Emerging growth company ☐
If an emerging growth company, indicate by check mark if the registrant has elected not to use the extended transition period for complying with any new or revised financial accounting standards provided pursuant to Section 13(a) of the Exchange Act. ☐
Item 7.01 Regulation FD Disclosure.
On June 4, 2024, the Company filed a Certificate of Amendment of the Restated Certificate of Incorporation with the Delaware Secretary of State, which increased the number of authorized shares of the Common Stock from 640,000,000 to 960,000,000 shares (the “Common Stock Increase Amendment”). At the Company’s 2024 annual meeting of stockholders held on June 4, 2024 (the “2024 Annual Meeting”), the holders of a majority of the outstanding shares of Common Stock of the Company approved the Common Stock Increase Amendment.
In connection with the 2024 Annual Meeting, Sangamo filed a proxy statement on Schedule 14A (the “Proxy Statement”) on April 19, 2024. The Proxy Statement described the voting threshold needed to approve the Common Stock Increase Amendment as requiring an affirmative vote of a majority of all votes cast at the 2024 Annual Meeting. The Company believes that the Proxy Statement accurately described the vote required to adopt the Common Stock Increase Amendment under a recently enacted provision of the Delaware General Corporation Law (the “DGCL”) (Section 242(d)(2)), which became effective on August 1, 2023.
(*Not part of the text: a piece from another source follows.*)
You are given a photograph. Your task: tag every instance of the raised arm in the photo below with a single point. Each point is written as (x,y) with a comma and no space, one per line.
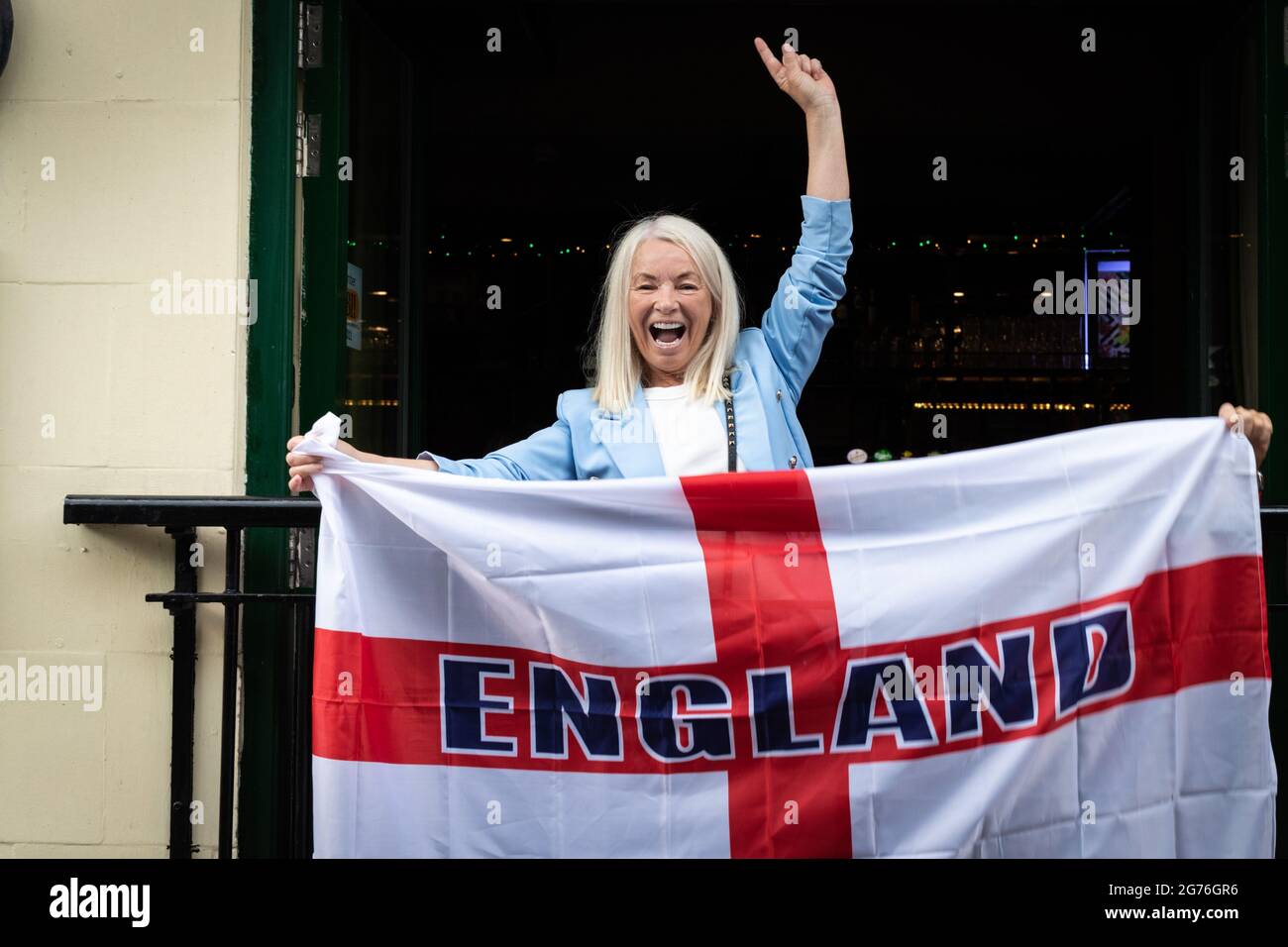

On June 3, 2024, the law firms of Pomerantz LLP and Fields Kupka & Shukurov LLP filed a stockholder class action complaint against the Company and the Company’s board of directors in the Delaware Court of Chancery (“Court of Chancery”) on behalf of one purported stockholder of the Company. Among other matters, the complaint alleged that because the Proxy Statement had specified that a majority-of-votes-cast voting standard was required for the approval of the Common Stock Increase Amendment, rather than a majority-of-outstanding-shares voting standard, the Common Stock Increase Amendment and any issuances of Common Stock pursuant thereto were and are not validly authorized, despite the fact that both a majority of the votes cast at the 2024 Annual Meeting and a majority of the outstanding shares of Common Stock as of the record date for the 2024 Annual Meeting voted in favor of the Common Stock Increase Amendment.
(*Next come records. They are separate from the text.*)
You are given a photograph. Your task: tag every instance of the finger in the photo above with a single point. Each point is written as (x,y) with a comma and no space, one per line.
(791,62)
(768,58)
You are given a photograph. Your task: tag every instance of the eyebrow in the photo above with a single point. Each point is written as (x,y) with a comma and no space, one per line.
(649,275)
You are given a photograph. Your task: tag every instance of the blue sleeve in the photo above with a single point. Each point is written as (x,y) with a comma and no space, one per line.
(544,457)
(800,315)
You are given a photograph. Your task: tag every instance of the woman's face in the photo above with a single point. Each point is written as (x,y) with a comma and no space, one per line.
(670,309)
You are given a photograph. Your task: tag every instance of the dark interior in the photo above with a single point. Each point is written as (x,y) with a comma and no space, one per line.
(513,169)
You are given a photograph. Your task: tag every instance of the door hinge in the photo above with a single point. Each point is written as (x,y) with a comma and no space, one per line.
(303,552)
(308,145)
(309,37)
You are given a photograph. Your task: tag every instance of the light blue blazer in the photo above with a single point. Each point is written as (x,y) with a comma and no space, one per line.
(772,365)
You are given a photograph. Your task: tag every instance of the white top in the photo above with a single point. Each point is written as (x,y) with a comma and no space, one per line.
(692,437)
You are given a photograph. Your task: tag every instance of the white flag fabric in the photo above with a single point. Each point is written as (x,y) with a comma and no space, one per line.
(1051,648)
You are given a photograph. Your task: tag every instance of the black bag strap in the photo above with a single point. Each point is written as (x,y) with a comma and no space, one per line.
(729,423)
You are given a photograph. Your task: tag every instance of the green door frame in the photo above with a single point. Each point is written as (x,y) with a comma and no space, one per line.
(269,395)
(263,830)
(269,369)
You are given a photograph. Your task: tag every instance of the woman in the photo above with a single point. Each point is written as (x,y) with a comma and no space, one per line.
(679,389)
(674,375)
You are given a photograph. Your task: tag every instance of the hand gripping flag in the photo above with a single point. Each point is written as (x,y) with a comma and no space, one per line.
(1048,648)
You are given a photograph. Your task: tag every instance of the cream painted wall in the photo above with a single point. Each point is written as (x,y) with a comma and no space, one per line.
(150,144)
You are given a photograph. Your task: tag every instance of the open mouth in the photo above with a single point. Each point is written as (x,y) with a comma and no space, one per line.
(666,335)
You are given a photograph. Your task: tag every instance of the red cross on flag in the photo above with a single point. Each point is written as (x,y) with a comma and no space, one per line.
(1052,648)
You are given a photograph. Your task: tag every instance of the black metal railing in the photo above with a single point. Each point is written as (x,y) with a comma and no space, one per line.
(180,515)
To resolve any uncertainty with respect to the validity of the Common Stock Increase Amendment, on August 29, 2024, the Company filed an application in the Court of Chancery under Section 205 of the DGCL, seeking to validate the effectiveness of the Common Stock Increase Amendment (the “Section 205 Application”). Section 205 of the DGCL permits the Court of Chancery, in its discretion, to ratify and validate potentially defective corporate acts. A copy of the Section 205 Application in the form filed with the Court of Chancery is attached as Exhibit 99.1 to this Current Report on Form 8-K. Concurrently with the Section 205 Application, the Company filed a motion to expedite the hearing on the Section 205 Application.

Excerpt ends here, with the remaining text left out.